A los seres humanos nos gusta lo simple, lo fácil, y el ejemplo más claro es la representación que nos hemos inventado de la justicia como una balanza. Si lo pensamos un momento se encontrará la causa de que ese objeto se volviera un icono prácticamente universal. ¿Por qué una balanza?, ¿por qué hacemos esa analogía? La justicia es —por proponer la definición más común— ser parejos (en ese sentido es que decimos: "somos justos"). La imagen de una balanza resulta, por lo tanto, muy elocuente ya que nos da de forma tangible la comprensión de equilibrio: todos sabemos que es necesario poner el mismo peso en ambos platillos. E igual nos ocurre con otras analogías que hacemos: ¿por qué asociamos la libertad con un ave volando? Porque en el aire no hay caminos marcados o no hay, para decirlo gráficamente, renglones que obliguen al ave a seguir una dirección. Las analogías simples abundan: solo piénsese en lo difícil que es entender la transparencia; pero con una comparación que se antoja inmediata lo logramos diciendo agua… insisto: nos gusta lo simple, lo fácil.

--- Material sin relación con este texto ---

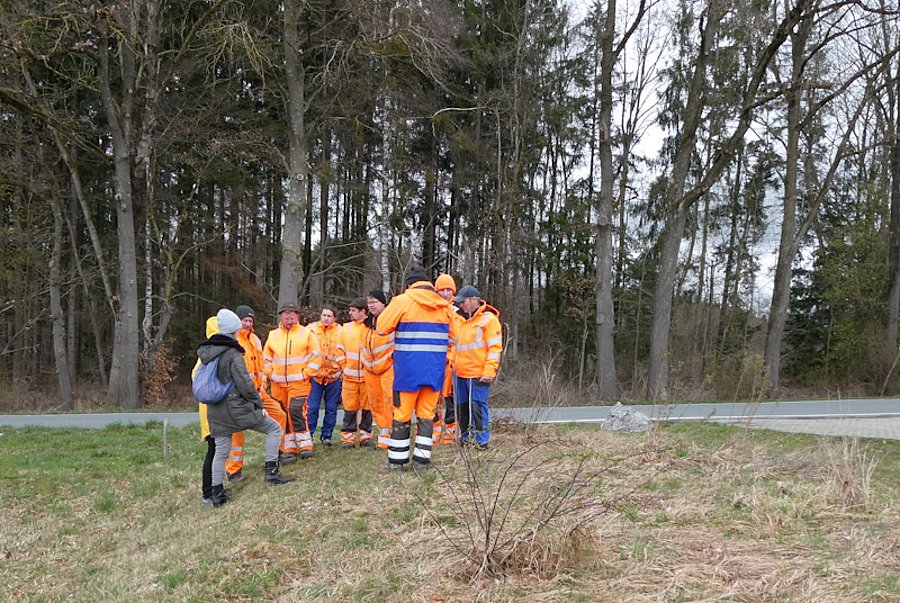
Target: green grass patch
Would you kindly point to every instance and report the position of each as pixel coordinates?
(109, 515)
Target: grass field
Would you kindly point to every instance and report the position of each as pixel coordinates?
(682, 513)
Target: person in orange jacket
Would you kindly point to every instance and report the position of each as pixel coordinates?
(291, 359)
(357, 421)
(475, 359)
(445, 430)
(327, 384)
(423, 325)
(378, 357)
(253, 358)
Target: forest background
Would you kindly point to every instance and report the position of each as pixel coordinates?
(665, 198)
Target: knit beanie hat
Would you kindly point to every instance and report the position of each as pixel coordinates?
(359, 303)
(379, 295)
(245, 311)
(445, 281)
(228, 321)
(415, 274)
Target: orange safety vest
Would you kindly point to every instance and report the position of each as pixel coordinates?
(378, 351)
(349, 351)
(252, 355)
(291, 356)
(479, 343)
(329, 339)
(423, 325)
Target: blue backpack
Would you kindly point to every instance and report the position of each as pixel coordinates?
(207, 387)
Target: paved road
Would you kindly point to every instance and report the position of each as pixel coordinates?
(856, 418)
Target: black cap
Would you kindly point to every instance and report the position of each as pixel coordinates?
(379, 295)
(467, 291)
(288, 307)
(245, 311)
(414, 275)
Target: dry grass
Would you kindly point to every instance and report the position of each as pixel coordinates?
(688, 513)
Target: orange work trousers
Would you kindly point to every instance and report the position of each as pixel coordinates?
(380, 389)
(293, 398)
(357, 414)
(423, 402)
(235, 460)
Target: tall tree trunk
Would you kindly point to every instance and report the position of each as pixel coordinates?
(676, 217)
(679, 202)
(781, 287)
(605, 320)
(893, 142)
(291, 269)
(124, 386)
(56, 311)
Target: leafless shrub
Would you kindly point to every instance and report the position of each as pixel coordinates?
(160, 373)
(530, 514)
(849, 472)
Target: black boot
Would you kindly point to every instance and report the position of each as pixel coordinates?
(218, 496)
(274, 476)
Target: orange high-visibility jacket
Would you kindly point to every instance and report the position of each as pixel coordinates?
(291, 357)
(423, 325)
(350, 349)
(329, 340)
(252, 355)
(378, 350)
(212, 327)
(478, 345)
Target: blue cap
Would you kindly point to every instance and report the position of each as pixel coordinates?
(467, 291)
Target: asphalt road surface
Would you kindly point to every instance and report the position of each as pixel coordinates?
(873, 418)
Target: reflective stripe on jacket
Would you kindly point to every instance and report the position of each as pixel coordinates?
(291, 356)
(349, 351)
(329, 339)
(377, 352)
(252, 355)
(479, 344)
(421, 321)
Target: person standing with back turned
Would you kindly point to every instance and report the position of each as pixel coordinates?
(423, 325)
(291, 356)
(241, 409)
(475, 359)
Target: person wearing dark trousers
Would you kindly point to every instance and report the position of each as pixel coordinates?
(242, 407)
(475, 359)
(326, 386)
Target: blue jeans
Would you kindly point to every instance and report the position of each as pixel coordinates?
(332, 395)
(471, 409)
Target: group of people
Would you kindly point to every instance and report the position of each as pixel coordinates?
(430, 347)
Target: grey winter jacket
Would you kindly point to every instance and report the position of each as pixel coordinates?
(242, 408)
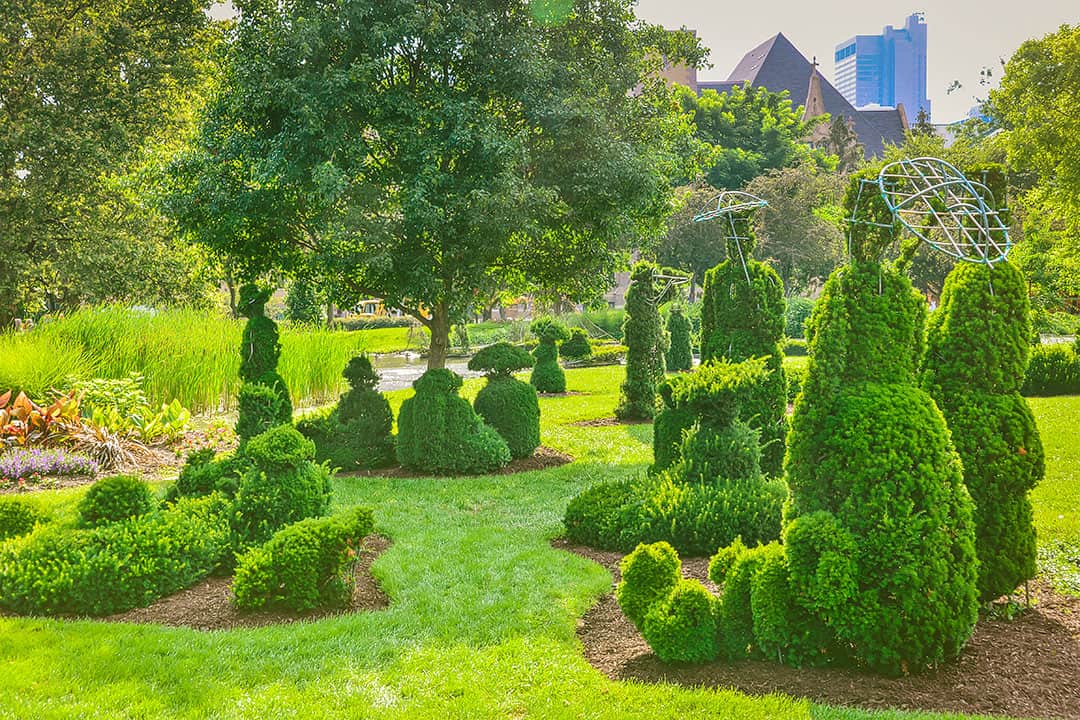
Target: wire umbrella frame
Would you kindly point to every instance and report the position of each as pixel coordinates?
(732, 205)
(946, 209)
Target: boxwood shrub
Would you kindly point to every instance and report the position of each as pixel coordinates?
(304, 566)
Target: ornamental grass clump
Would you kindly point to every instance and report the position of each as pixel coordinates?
(646, 341)
(977, 353)
(439, 431)
(507, 404)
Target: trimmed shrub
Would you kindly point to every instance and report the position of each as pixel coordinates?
(282, 485)
(679, 355)
(548, 377)
(974, 365)
(112, 568)
(439, 431)
(649, 574)
(646, 341)
(577, 347)
(116, 499)
(17, 517)
(358, 433)
(742, 320)
(1053, 370)
(304, 566)
(682, 627)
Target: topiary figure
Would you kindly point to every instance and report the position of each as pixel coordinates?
(679, 356)
(116, 499)
(548, 377)
(358, 433)
(871, 464)
(742, 316)
(646, 342)
(977, 353)
(259, 350)
(507, 404)
(439, 431)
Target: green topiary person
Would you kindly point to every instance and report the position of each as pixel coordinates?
(742, 316)
(505, 403)
(646, 342)
(679, 355)
(259, 351)
(977, 353)
(439, 431)
(548, 377)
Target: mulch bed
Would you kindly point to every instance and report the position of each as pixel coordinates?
(608, 422)
(542, 459)
(207, 607)
(1028, 666)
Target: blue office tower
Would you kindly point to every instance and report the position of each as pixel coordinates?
(887, 69)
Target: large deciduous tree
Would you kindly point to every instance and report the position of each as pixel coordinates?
(431, 152)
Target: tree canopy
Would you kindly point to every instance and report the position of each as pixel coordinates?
(430, 152)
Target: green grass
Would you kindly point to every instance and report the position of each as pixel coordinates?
(481, 625)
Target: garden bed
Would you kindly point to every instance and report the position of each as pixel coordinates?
(542, 459)
(1026, 667)
(207, 605)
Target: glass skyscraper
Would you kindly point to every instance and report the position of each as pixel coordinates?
(886, 69)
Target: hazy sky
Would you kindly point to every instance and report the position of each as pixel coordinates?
(963, 36)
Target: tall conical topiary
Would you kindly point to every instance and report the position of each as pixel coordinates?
(646, 341)
(977, 353)
(742, 316)
(264, 398)
(679, 354)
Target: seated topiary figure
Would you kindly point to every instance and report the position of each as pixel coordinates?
(974, 366)
(259, 350)
(358, 433)
(505, 403)
(548, 377)
(439, 431)
(646, 341)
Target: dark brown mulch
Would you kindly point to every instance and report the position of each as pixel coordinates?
(608, 422)
(542, 459)
(1028, 666)
(207, 607)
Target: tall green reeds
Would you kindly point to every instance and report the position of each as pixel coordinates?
(185, 354)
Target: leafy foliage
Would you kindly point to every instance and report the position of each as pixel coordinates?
(439, 431)
(305, 565)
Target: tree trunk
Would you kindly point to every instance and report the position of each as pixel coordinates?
(440, 328)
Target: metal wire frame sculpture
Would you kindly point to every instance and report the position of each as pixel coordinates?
(946, 209)
(736, 207)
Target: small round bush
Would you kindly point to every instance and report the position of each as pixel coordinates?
(116, 499)
(17, 517)
(682, 627)
(649, 574)
(439, 431)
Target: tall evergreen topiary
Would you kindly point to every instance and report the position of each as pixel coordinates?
(646, 341)
(259, 351)
(977, 353)
(439, 431)
(679, 351)
(548, 377)
(742, 316)
(505, 403)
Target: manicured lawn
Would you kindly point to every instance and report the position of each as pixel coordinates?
(482, 621)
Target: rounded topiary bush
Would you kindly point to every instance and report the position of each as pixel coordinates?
(548, 377)
(439, 431)
(116, 499)
(646, 341)
(282, 485)
(507, 404)
(976, 357)
(679, 354)
(649, 574)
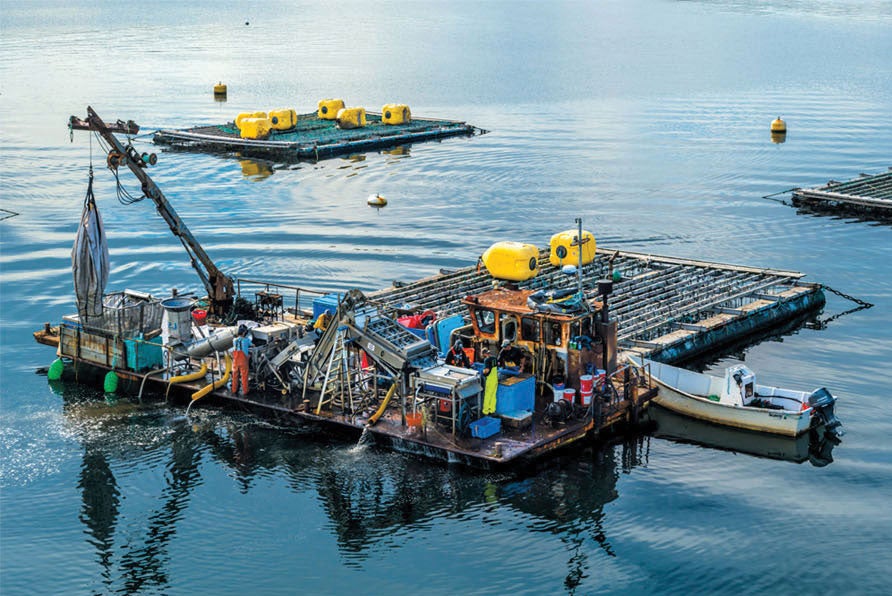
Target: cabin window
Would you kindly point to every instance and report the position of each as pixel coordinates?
(553, 333)
(529, 329)
(486, 320)
(509, 328)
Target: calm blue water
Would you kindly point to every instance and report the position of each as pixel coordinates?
(649, 119)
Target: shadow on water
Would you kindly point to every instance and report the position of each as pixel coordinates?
(366, 494)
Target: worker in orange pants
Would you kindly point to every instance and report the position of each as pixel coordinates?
(241, 350)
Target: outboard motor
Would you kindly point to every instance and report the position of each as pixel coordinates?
(824, 405)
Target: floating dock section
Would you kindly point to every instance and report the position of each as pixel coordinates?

La manera como intuimos el cosmos siempre ha sido mediante analogías. Los griegos, que le impusieron el nombre "cosmos" —término que significa orden— tomaron esa palabra del lenguaje de la jurisprudencia, de la palabra "taxis" que significa ordenanza, ley, ordenamiento para regular las conductas sociales, y haciendo una analogía se refirieron al universo como un cosmos, como un orden. Más tarde, en la época en que se popularizaron las máquinas y conocimos los relojes de cuerda, de inmediato se dijo que el universo era una "máquina perfecta" y al mismísimo dios, un filósofo de nombre Leibinitz, se lo representó como un relojero que había sincronizado todas las piezas armonizándolas. Hoy la gente usa "computar" como sinónimo de pensar y la primera representación del átomo fue también una metáfora: nos lo mostraron como un sistema planetario pequeño, con su núcleo orbitado por electrones.
Nos encanta la simplicidad y, sin embargo, el mundo real es complejo, extraordinariamente complejo. Veamos cómo la balanza no sirve para representar la justicia: en la realidad dar lo mismo a todos no es justo, pues no todos se merecen lo mismo, ni necesitan lo mismo y no siempre las partes en conflicto tienen razones igualmente válidas. En cada acto concreto es necesario ponderar infinidad de factores y, obviamente, no es tan simple como poner el mismo peso en ambos platillos. El ejemplo de un padre que aspira a ser justo con sus hijos lo comprueba de la manera más fehaciente: no se le puede dar lo mismo a todos. Imaginamos que son tres los hijos: dos varones y una mujer: uno de ellos tiene 20 años y es fuerte, el otro tiene 13 y es débil y el tercer hijo, para empezar, no es hijo sino hija, y tiene 7 años, también es de constitución fuerte. Sería absurdo que las porciones de comida fueran parejas y absurdo también que al alentarlos al ejercicio el padre hiciera que todos corrieran los mismos kilómetros o que saltaran igual de alto…
Cuando las imágenes simplificantes se apoderan de nuestro pensamiento —y es harto difícil impedirlo, pues nuestro lenguaje es metafórico— somos presa fácil de aquel que nos venda la versión más sencilla. ¿Cuál es esta? La que nos pinta el mundo en blanco y negro, la que divide todo en bueno y malo, la que convierte nuestra mente en una película de vaqueros donde solo hay héroes de una pieza y villanos hasta los huesos. Son muy pocos los que escapan a la simplicidad elocuente de las explicaciones fáciles, muy pocos los que se detienen a pensar, a investigar más a fondo, poquísimos los que arman un criterio personal y ponderado; el resto forma el contingente enorme de los que son movidos para acá o para allá, completa y absolutamente convencidos.
Los medios de comunicación, en su mayoría; los políticos unánimemente; los anunciantes, los líderes religiosos, los influencers y, en general, cualquiera que tiene un micrófono para alcanzar a muchísimas personas arma un discurso que alimenta nuestra proclividad a la simpleza con metáforas fáciles. Y encima, hoy, el discurso simple y simplón es reforzado con imágenes persuasivas y, por si esto no bastara, se le agrega el martillante efecto de la repetición. Casi me atrevería a decir que somos esencialmente manipulables; pero no. Me conformo con afirmar que somos tremendamente manipulables.